Large N limit of spectral duality in classical integrable systems
R. Potapov, A. Zotov
TL;DR
The paper addresses the large N limit of spectral duality for classical Gaudin models by embedding Mat_N data into the noncommutative torus A_hbar and interpreting the Lax operators as A_hbar-valued, leading to a field-theoretic description on the torus. It develops two representations (infinite matrices and deformation quantization on T^2) that are connected by a basis change, yielding a 2+1D integrable field theory in the large N limit. A central result is the extension of Adams-Harnad-Hurtubise duality to this field-theoretic, large N setting with irregular singularities, culminating in a precise identity that equates the spectral data of the dual models.
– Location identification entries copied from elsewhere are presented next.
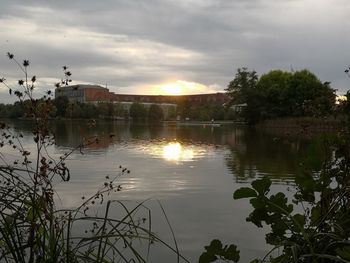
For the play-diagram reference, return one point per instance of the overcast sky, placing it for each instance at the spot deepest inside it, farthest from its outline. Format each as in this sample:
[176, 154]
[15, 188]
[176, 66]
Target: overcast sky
[135, 46]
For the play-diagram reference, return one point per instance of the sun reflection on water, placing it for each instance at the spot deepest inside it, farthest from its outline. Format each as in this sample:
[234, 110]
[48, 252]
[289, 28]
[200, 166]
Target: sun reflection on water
[174, 151]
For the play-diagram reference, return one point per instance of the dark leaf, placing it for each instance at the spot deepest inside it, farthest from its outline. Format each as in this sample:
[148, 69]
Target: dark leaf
[10, 55]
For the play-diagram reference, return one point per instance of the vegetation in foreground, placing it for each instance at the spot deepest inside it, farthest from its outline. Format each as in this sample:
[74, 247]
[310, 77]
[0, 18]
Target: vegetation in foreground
[314, 225]
[32, 228]
[281, 94]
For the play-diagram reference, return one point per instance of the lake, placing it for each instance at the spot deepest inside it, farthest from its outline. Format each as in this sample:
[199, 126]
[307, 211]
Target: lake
[192, 170]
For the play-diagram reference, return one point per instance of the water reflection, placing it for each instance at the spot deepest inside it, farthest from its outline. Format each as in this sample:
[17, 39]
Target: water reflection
[174, 151]
[192, 169]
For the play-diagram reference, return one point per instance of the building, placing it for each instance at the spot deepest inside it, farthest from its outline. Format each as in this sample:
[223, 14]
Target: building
[84, 93]
[94, 93]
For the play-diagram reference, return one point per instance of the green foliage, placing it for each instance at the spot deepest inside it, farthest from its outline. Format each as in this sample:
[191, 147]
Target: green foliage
[281, 94]
[242, 85]
[314, 225]
[217, 251]
[32, 228]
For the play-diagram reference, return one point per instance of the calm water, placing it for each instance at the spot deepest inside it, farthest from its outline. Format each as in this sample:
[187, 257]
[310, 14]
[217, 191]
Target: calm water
[192, 170]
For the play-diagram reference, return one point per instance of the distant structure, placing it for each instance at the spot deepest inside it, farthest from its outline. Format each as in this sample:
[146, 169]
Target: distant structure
[94, 94]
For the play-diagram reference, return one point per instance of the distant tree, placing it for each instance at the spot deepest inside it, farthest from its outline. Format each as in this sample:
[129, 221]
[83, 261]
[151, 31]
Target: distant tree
[309, 96]
[155, 113]
[242, 85]
[273, 89]
[138, 111]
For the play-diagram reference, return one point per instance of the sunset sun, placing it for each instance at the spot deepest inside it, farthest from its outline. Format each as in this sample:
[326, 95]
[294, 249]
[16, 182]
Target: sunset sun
[180, 87]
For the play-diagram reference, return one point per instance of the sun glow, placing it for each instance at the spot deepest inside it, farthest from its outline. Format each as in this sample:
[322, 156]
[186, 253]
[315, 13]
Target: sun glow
[172, 89]
[181, 87]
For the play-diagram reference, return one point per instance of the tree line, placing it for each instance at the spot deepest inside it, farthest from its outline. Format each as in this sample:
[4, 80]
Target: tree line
[62, 108]
[281, 94]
This work links 2D/3D integrable hydrodynamics on T^2 with large N Gaudin limits and irregular singularities, with potential implications for gauge theory, Seiberg-Witten geometry, and related dualities.
Abstract
We describe the large $N$ limit of spectral duality between rational Gaudin models introduced by Adams, Harnad and Hurtubise. The limit of the ${\rm gl}_N$ model is performed by means of a noncommutative torus algebra represented by the fields on a torus with the Moyal-Weyl star product. We apply the approach developed by Hoppe, Olshanetsky and Theisen to the Gaudin-type models and describe the corresponding integrable field theory (2d hydrodynamics) on a torus. The dual model is the large $N$ limit of the ${\rm gl}_M$ Gaudin model with $N$ marked points written in the form of the Gaudin model with irregular singularities.